さほとみたいな、相談に乗ってくれる、いい人なのかもしれない。
あーしは、あの女達のこと……なにもわからない。
「何もわからないうちから、酷いことしないでさ。少しは理解する努力した方がいいんでないかなーっと。さほとパイセンからのアドバイスでした」
さほとはポン、とあーしの背中を押す。
「そんじゃ、あたしはお邪魔しちゃ悪いから、これにてドロン」
「……邪魔?」
「ほれあそこ」
「……あ」
校門から少し離れた場所に、お兄が立っていた。
……迎えに、来てくれたんだ。
ちゃんと、約束守って……。
「みどり湖ちゃん、ちょー嬉しそう」
「……え、まじ?」
「うん。顔がとろとろに蕩けてるよ。かわいい♡」
「……うが」
そんなふぬけた面を、お兄に見せるわけには行かない。
は、恥ずかしいし……。
「とにかくー。お兄さんの彼女さんと、またケンカしちゃだめだよ? みんな仲良く! じゃねー」
エナメルバッグを揺らしながら、さほとが走って行く。
「…………」
幼馴染みの言うとおりだ。
あーしは勝手に、あの二人を悪女と決めつけて、敵だと思い込んで、酷いことをしてしまった。

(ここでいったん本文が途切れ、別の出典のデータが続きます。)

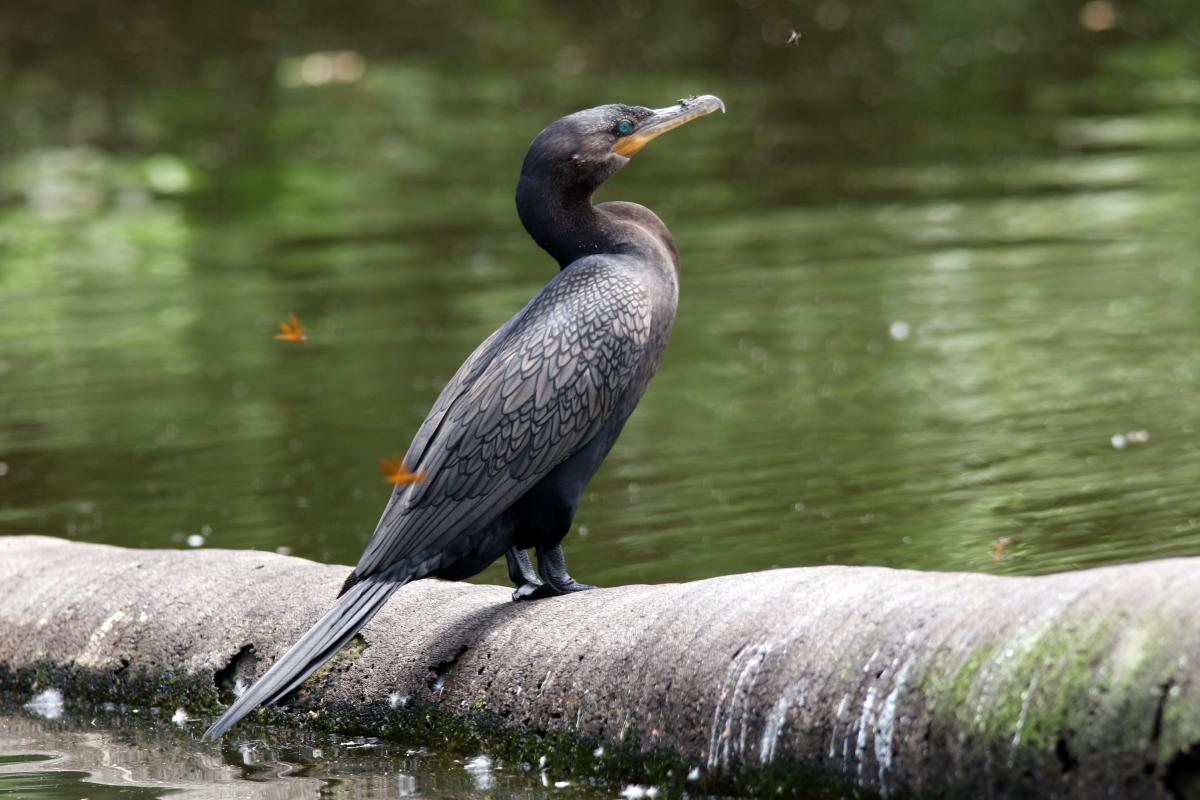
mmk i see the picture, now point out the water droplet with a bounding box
[25,689,64,720]
[465,755,494,790]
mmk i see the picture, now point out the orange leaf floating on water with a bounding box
[379,455,425,486]
[274,313,307,342]
[993,536,1013,562]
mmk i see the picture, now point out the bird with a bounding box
[203,94,725,740]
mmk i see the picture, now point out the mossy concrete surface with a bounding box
[1,535,1198,799]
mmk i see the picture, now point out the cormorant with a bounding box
[203,95,725,740]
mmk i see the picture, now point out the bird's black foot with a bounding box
[513,544,594,601]
[517,578,594,601]
[512,582,544,601]
[506,547,544,602]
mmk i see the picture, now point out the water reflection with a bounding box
[1,4,1199,589]
[0,711,600,799]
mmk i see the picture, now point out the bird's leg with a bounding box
[514,544,594,601]
[506,547,544,601]
[536,544,595,594]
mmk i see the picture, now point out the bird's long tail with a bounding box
[202,575,405,740]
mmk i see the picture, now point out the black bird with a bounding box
[203,95,724,740]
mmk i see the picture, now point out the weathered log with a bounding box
[0,535,1198,799]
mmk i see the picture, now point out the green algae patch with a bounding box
[913,607,1171,783]
[1,661,223,718]
[303,634,369,690]
[918,639,1003,730]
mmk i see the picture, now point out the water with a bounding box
[3,2,1200,796]
[0,709,605,798]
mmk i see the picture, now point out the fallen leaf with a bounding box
[379,455,426,486]
[274,313,307,342]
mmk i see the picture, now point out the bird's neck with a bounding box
[516,173,675,271]
[516,173,606,268]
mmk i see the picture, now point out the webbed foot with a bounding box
[515,579,594,601]
[506,547,544,602]
[512,581,545,601]
[512,544,594,601]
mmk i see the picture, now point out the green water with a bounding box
[3,1,1200,796]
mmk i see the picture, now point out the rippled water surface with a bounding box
[2,2,1200,796]
[0,710,606,799]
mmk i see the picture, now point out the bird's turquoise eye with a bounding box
[616,119,634,136]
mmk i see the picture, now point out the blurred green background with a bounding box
[2,0,1200,588]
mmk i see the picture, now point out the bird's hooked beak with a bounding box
[613,94,725,158]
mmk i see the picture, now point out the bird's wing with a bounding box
[355,258,653,578]
[401,322,512,471]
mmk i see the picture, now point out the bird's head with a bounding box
[520,95,725,191]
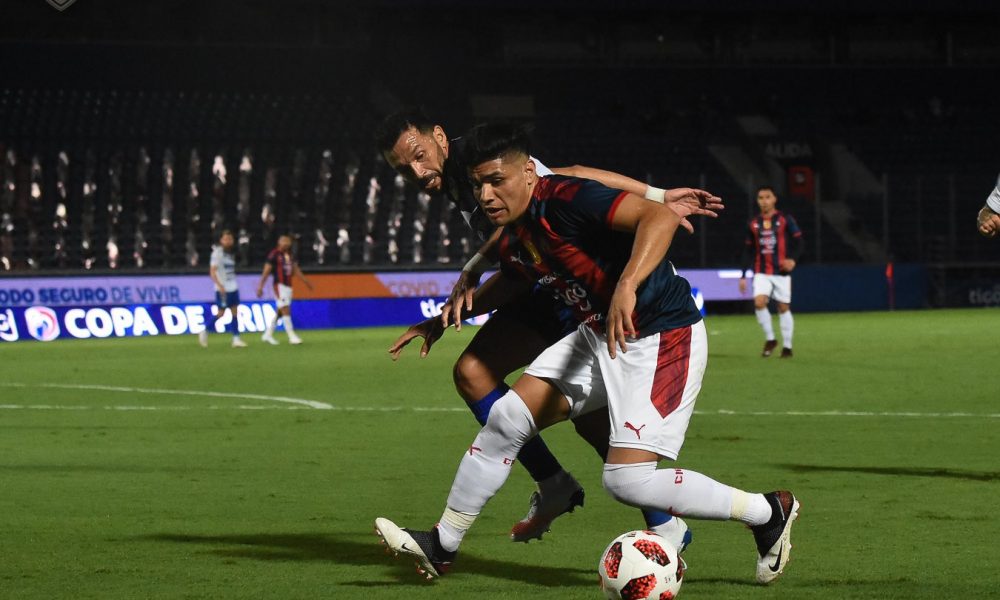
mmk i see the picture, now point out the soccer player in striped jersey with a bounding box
[376,108,721,548]
[257,235,313,345]
[199,229,246,348]
[375,123,798,584]
[739,186,804,358]
[976,174,1000,237]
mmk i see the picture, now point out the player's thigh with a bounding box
[523,325,607,428]
[459,310,557,381]
[771,276,792,305]
[752,273,773,300]
[597,320,708,461]
[276,284,293,310]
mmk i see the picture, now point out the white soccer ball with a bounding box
[598,530,684,600]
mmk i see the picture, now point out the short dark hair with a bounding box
[460,122,532,168]
[218,229,234,240]
[756,185,777,197]
[374,107,436,154]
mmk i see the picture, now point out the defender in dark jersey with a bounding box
[375,108,721,545]
[738,186,804,357]
[375,123,798,585]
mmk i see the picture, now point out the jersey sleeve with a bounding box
[786,214,803,237]
[530,155,554,177]
[546,177,629,235]
[209,247,221,268]
[987,182,1000,213]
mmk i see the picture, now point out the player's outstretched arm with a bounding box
[551,165,722,233]
[605,193,682,358]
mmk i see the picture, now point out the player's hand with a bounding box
[779,259,796,272]
[304,280,315,291]
[738,278,748,295]
[606,279,638,359]
[256,286,263,298]
[216,284,226,295]
[388,318,446,361]
[663,188,723,234]
[441,270,483,331]
[977,205,1000,238]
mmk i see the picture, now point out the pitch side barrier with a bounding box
[0,266,929,343]
[0,269,733,343]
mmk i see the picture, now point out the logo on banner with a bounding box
[24,306,61,341]
[45,0,78,11]
[0,308,19,342]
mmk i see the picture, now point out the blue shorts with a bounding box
[215,290,240,309]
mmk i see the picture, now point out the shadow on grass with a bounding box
[782,464,998,482]
[144,532,593,588]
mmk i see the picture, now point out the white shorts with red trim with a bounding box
[524,319,707,459]
[752,273,792,304]
[275,283,293,309]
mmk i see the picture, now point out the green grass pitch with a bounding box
[1,309,998,599]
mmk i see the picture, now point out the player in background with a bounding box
[976,174,1000,237]
[257,234,314,345]
[738,186,803,358]
[376,108,722,547]
[375,123,798,584]
[199,229,246,348]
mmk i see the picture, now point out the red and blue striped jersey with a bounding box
[744,211,802,275]
[497,175,702,338]
[266,248,295,287]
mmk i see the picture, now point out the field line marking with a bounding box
[0,382,333,410]
[0,384,998,419]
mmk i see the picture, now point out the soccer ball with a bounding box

そうじゃなかったら、って可能性をまるきり考えてなかった。
「おかえり」
お兄があーしを出迎えてくれる。
その顔は……ミサエばばあと付き合っていた頃からは、考えられないくらい、晴れ晴れとしていた。
目を見ればわかる。
だって、家族だから。だって……ずっと、好きだったから。
「……お兄。帰ったら、私とあかりたちだけで、話させて」
「それは……どうして?」
「……謝りたいから」
それと、知りたいから。
あの女達のこと……ライバルのことを。
「そうか。わかったよ」
お兄は運転席へと向かい、あーしは助手席に座る。
ぽん……とお兄が、あーしの頭をなでる。
「偉いな。謝れて」
……まったく、いつまでも子供扱い、すんなし。
「……お兄のアホ」
でも……でもね。
そういうふうに、遠慮無しに接してくれるのが……すごい心地良いんだ。
あーしが何かするだけで、褒めてくれる、お兄のこと……すっごい好きなんだよね。
わかってる、この感情が、抱いちゃいけない種類の感情だってこと。
でも……お兄を好きになるこの気持ちを、止めることができないんだもん。
ごめんね、お兄……
あーし、やっぱりお兄が大好きなんだ。